I am a lawyer in Australia’s least populous jurisdiction, the Northern Territory (NT), and am cognisant of the significant task of ensuring the mainstream business of ALA remains front and centre. NT law faces the same issues ALA has focused on for more than a decade. Claimants with personal injuries in public places, the workplace and motor accidents have their rights settled by, most often, unsatisfactory legislative formulae. Of all jurisdictions, defendants in the NT face perhaps the most prolific mandatory sentencing regime in criminal proceedings. NT criminal property forfeiture law is recognised as Australia’s most extreme, extending to the confiscation of lawfully acquired property (as distinct from ‘proceeds of crime’) so that, in certain prescriptive circumstances, a minor criminal mandatorily loses everything that he or she ‘owns or controls’. Often the court’s role is reduced to determining facts and then imposing the politicians’ sentence.
The common feature of so many laws today is that compensation, punishment or forfeiture is not decided by the courts to be weighted and proportional to fit the factual events but by prescriptive legislation. In response to budget and media drivers, politicians have cast in statute the amount that a victim is to be paid; the length of time a defendant is to serve; or the property to be forfeited. This is all done without knowledge or regard for the individual circumstances and neuters that essential part of the courts’ judicial discretion.
Separation of powers is foggy law, perhaps inadequately entrenched. As lawyers, we should resist the increasing reality that courts are losing their role to determine the quantum of compensation and punishment to politicians with their ‘one-size-fits-all’ prescriptive statutes. Media sell print by sensationalising the injustice of those 1 per cent occasions where a victim’s payout is too high or a defendant cops too light a sentence. The knee-jerk legislative response has often resulted in many defendants over-punished and victims underpaid.

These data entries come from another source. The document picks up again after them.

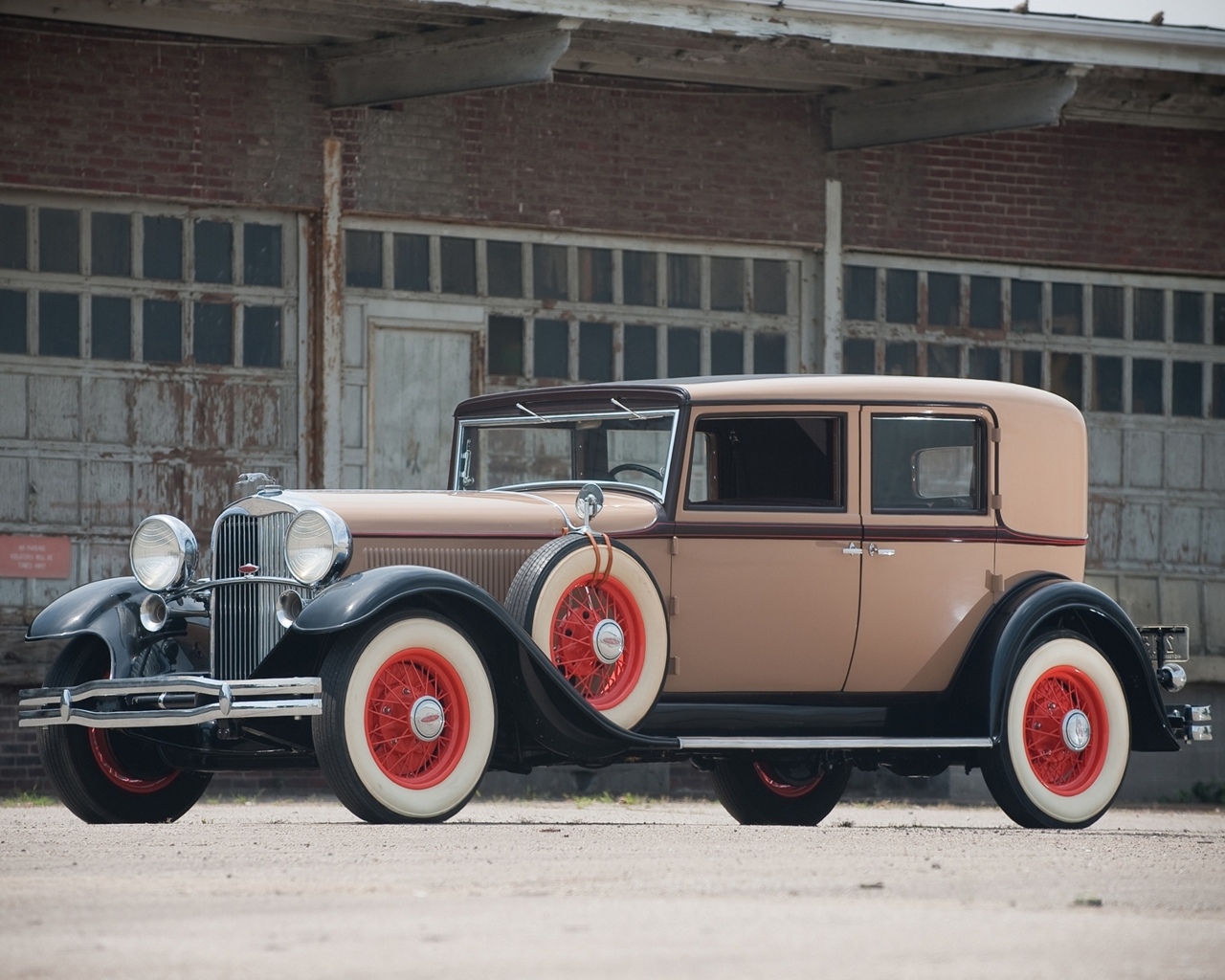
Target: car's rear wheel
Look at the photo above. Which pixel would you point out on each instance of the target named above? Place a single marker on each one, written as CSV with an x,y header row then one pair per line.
x,y
1066,739
104,774
786,791
597,612
408,720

ALA must defend the intellection that the best-placed decision-makers, having considered the individual evidence and facts, are the courts, where sit experienced and wise legal professionals appointed to the bench for these attributes. The judge’s role is to ensure justice; how can this be done if the outcome is prescribed? How often must we witness magistrates and judges apologetically issue the prescribed minimum before the penny drops?
When faced with the prospect of ludicrous mandatory outcomes, negotiations with prosecutors may bring ‘fairness’ by their exercise of discretions that once resided in the court – or they may not. There is not the transparency of an open court and it is not discretion exercised with the benefit of judges’ wisdom.
We must lobby the lawmakers in respect of this erosion of the courts’ function, including ALA’s specific areas of interest: Comcare, CTP and the National Injury Insurance Scheme. We must also ‘lobby’ the courts by challenging the validity of laws at every relevant occasion and urging judges to stand tall. Experience shows we will struggle for traction; but we will get none at all if we do not repeatedly take the point.
In the intimate NT jurisdiction, admission-to-practice ceremonies are personal and cause the Court to reflect on the importance of our profession. I close with words of the NT’s eminent Riley CJ, who reminds new lawyers:
The rule of law is concerned to uphold the rights of all persons, regardless of popularity ... to protect the weak and the friendless. It is there to protect all members of our society...[and] to ensure those freedoms continue for the protection of this generation and generations to come we must maintain and jealously guard the independence of the judiciary and we must maintain a strong and independent legal profession.
ALA’s role must be to carry these principles with our collective and clear voice, as cornerstones on which justice relies.